Una investigación publicada en la revista científica Nature Geoscience determinó que esa salmuera tendría su origen en un antiguo brazo de mar que quedó atrapado debajo del glaciar Taylor hace al menos 1,5 millones de años.
El estudio fue liderado por la microbióloga Angela Zoumplis, de la Universidad de California, y también permitió obtener información sobre los microorganismos que habitan en este ambiente extremo.
Un antiguo ecosistema atrapado bajo el hielo
Para desarrollar la investigación, los científicos analizaron 167 muestras de agua, hielo y sedimentos provenientes del área.
Los resultados permitieron establecer una vinculación entre parte de los microorganismos encontrados en las Cataratas de Sangre y aquellos presentes en el océano cercano.
Según el estudio, el 9,34% de los microorganismos analizados en el área comparte un origen con el océano próximo. En otros sectores de los Valles Secos de McMurdo, esa proporción alcanza solamente el 1,15%.

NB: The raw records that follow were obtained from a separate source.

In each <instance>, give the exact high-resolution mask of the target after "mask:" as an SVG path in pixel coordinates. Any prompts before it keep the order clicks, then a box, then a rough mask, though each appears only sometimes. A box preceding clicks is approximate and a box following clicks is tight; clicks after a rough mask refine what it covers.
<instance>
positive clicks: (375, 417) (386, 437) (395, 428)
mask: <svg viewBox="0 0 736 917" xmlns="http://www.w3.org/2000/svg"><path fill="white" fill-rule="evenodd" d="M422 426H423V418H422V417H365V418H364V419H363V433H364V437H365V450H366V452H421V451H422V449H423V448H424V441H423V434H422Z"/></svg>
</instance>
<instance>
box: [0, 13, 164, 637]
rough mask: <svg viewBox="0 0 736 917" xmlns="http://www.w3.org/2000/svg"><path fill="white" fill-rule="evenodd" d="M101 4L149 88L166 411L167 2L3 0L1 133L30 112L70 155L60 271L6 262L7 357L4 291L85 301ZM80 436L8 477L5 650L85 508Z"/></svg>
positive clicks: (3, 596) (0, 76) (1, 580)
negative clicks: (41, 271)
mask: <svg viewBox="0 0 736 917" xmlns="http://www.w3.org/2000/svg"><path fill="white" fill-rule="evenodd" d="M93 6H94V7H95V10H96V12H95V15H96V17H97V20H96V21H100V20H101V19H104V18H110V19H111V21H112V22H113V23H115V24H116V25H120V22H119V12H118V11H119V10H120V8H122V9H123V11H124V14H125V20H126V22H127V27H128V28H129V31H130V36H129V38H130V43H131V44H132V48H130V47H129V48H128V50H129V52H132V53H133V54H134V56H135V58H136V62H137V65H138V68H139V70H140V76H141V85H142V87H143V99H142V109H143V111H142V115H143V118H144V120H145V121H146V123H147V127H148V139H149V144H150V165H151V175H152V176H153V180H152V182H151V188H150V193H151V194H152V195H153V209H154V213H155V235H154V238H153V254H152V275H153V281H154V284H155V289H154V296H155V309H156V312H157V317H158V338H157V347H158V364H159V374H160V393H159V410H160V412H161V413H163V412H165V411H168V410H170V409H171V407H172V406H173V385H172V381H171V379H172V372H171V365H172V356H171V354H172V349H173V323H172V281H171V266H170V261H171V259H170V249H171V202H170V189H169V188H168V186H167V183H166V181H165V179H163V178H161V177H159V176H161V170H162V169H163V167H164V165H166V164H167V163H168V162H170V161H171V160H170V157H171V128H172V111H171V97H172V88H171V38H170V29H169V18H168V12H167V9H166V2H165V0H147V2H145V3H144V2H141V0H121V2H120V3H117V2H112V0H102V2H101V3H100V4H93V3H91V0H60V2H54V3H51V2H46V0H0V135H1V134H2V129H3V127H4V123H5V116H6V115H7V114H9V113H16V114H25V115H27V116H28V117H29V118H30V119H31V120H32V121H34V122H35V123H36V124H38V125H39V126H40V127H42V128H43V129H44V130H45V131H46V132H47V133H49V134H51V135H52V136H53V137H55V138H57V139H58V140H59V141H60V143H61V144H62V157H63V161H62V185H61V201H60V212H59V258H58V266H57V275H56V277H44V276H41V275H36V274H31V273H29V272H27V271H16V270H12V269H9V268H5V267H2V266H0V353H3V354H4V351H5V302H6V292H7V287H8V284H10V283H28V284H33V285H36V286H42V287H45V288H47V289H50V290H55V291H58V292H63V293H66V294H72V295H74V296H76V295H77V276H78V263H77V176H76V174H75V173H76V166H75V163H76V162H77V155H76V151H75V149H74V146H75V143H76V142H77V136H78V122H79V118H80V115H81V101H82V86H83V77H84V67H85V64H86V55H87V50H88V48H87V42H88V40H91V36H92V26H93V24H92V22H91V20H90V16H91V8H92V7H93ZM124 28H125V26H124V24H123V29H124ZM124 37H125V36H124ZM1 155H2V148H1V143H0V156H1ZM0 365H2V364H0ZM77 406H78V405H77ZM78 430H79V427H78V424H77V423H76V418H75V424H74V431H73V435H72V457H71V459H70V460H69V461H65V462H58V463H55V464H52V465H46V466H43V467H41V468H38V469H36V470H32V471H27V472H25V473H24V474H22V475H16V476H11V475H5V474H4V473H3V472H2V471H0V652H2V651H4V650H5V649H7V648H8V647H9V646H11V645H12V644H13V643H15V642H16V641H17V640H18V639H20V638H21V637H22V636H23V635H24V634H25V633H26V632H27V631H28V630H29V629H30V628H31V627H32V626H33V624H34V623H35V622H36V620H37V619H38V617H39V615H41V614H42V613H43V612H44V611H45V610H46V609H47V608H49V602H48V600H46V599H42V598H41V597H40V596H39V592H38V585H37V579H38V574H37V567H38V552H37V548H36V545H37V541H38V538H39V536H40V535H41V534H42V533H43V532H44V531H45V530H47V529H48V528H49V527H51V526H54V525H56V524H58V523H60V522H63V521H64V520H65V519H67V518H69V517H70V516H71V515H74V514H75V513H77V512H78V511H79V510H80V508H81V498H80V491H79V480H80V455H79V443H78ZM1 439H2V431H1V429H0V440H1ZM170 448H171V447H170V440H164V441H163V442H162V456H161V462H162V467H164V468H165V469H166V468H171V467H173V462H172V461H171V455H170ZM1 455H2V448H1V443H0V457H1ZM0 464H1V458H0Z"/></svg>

Los datos respaldan la hipótesis de que la salmuera procede de un antiguo ambiente marino que quedó aislado cuando avanzó el hielo sobre la región.
El líquido permaneció atrapado debajo del glaciar durante al menos 1,5 millones de años hasta formar parte del sistema que actualmente alimenta la corriente rojiza.
Microorganismos que siguen activos
Otro de los aspectos destacados por los investigadores es que los microorganismos encontrados no permanecen simplemente conservados dentro del ambiente helado.
Los organismos continúan activos pese a las condiciones extremas de la Antártida.
Los científicos detectaron que realizan procesos vinculados con la fotosíntesis y poseen mecanismos para reparar sus propias células, características que les permiten sobrevivir en uno de los entornos más hostiles del planeta.
Las condiciones de aislamiento, las bajas temperaturas y la composición química del agua convierten al sistema del glaciar Taylor en un ambiente de particular interés para estudiar los límites de la vida.
Por qué el agua parece sangre
Aunque su apariencia dio origen al nombre de “Cataratas de Sangre”, la explicación del color se encuentra en un proceso químico.
La salmuera que emerge desde debajo del glaciar contiene una elevada concentración de hierro. Mientras permanece aislada bajo el hielo, tiene un contacto limitado con el oxígeno.
Cuando finalmente alcanza la superficie, el hierro entra en contacto con el aire y se oxida. Esa reacción genera la característica tonalidad rojiza que cubre sectores del hielo y desemboca en el lago Bonney.
El nuevo estudio permitió sumar una pieza a la explicación del fenómeno: el agua que protagoniza ese proceso sería parte de un antiguo ambiente marino que permanece atrapado debajo del hielo antártico desde hace al menos 1,5 millones de años.